I'd always thought we women were the romantic ones, but it seems the pragmatic, scientific approach being favoured by some determined wannabe mums might be putting off their more delicate partners.

Take the hollow-eyed, haunted-looking male who came up to me and confided: "You don't know the half of it.

"My missus is forever telling me when she's ovulating.

"You women don't realise what effect that has on a man.

"I mean, we're not machines, you know. Why can't things just take their natural course?"

And he's not the only man allergic to that particular "O" word.

When I got home last Wednesday night, I was told quite firmly that my column had only been scanned that day, due to my reckless references to female fertility.

Why so squeamish?

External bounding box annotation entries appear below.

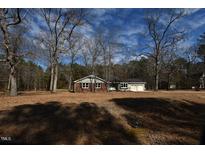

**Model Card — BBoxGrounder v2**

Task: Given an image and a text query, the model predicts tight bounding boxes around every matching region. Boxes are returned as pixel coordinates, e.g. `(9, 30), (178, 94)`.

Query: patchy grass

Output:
(0, 91), (205, 144)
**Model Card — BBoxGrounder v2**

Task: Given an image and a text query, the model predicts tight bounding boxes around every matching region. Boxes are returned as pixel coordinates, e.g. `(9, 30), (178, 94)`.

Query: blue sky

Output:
(28, 8), (205, 66)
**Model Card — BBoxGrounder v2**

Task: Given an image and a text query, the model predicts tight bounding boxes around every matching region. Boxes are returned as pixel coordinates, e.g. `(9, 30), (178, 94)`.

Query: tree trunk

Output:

It's just a word, after all... but there's the rub. It's not just a word, and there's definitely something wrong with the mention of the subject it covers.

In the course of last week's column I mentioned, in passing, a common, minor surgical procedure associated with childbirth.

Ladies and gentlemen, for whatever reason, it didn't make the cut.

When I looked through the paper after it had gone to press, I found the reference had been neatly excised from the finished version.

It's a bit peculiar in a newspaper, such as ours, which I'm pretty certain has discussed the play The Vagina Monologues, and which has definitely reviewed The Puppetry Of The Penis on more than one occasion.

Perhaps I've just gone too far. It's more than possible for me to do such a thing, and I promise next week I'll talk about something else.

But in the meantime, I can't help being filled with wonder that the human race has ever managed to reproduce itself when we're all so bashful.

Thank God for the stork and the gooseberry bush.